“We are tired of the delays which appear to have arisen through the hurdles and time taken between responses in our engagements with SANRAL. We are anxious to get on with the job of demonstrating to the courts and the public that e-tolling is unlawful in the cases for which notice of intention to defend was already given last year,” says Ben Theron, OUTA’s Portfolio Director for Transport. “It also irks us that whilst we are trying to have this serious matter dealt with, SANRAL is sneaking through the back door to file default judgments against the public, with the knowledge that OUTA has serious issues with this, and hard facts pertaining to their flawed e-toll processes as well as the legality of the entire scheme.”
Whilst we deal with the need to get to court as quickly as possible, OUTA would like to point out to the public that if served with a summons for non-payment of e-tolls, they must not ignore these and should file a notice of intent to defend the matter within a few days of receipt of the summons. This is best done by following the right legal processes and if one is unsure thereof, they are advised to contact a lawyer to do so on their behalf. Guidelines of what steps to take when served with a summons can be found on OUTA’s website (www.outa.co.za).
“We are aware SANRAL has issued several thousand e-toll non-payment summonses to the general motoring public and not all of these people are part of OUTA’s e-toll defence umbrella,” says Theron. “This means the first case which SANRAL may bring to court, could very well be one that falls outside of OUTA’s knowledge. We believe SANRAL is aiming for such a case, so as to try to obtain a win in court on a poorly defended case against an unsuspecting individual or business, to give the impression of another precedent-setting win.”
OUTA points out that even if SANRAL wins a case that is not defended by OUTA, it will not necessarily be precedent setting. The reason is the facts and arguments put up by an OUTA-assisted member of the public are likely to be different and more comprehensive on account of OUTA and its legal team’s knowledge and experience with e-toll litigation. It would be a case of “win small now and lose big later” for SANRAL, until they call off the debacle.
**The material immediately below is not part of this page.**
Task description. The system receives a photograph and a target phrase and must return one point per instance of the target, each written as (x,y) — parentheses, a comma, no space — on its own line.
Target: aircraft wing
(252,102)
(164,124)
SANRAL’s current efforts to force a solution for their financial woes through a swamp of litigation are extremely short sighted. It is clear to OUTA that SANRAL fails to realise that winning a peripheral legal skirmish, in the hope that society falls for this as the main battleground of the e-toll war, will not happen. This is what happened when SANRAL claimed precedent-setting victories in the Dr Stoychev case in 2015 and again in the default judgement matter in March this year, which showed them up as being blind to the real issues on this matter and how poorly advised they appear to be.
Peripheral e-toll skirmishes against unsuspecting citizens will quickly be exposed for the hollow victories they really are. The people will know when the meaningful court battle has been fought. The quicker we get there, the quicker the e-toll debacle that began unlawfully as far back as 2007 will finally come to an end.
Accordingly, SANRAL would be well advised to get into the defensive challenge with OUTA as soon as possible and halt all other cases they may have with the public until then. If they don’t, it will become a messy affair and courts could be potentially clogged up with many unnecessary and damaging cases that could affect people’s lives and livelihood.
Going down their current route will only earn SANRAL the reputation of behaving like an intimidating schoolyard bully that prefers to pick on the kids at the edge of the playground. A bully fearful of challenging the might of a public-funded legal team on centre-stage who will take them on with the right arguments and presentation of some pretty scary facts and questions they need to answer.
“We trust that SANRAL will come to their senses before too many people get hurt and the lives of many unsuspecting individuals are impacted negatively by SANRAL’s questionable conduct,” says Duvenage.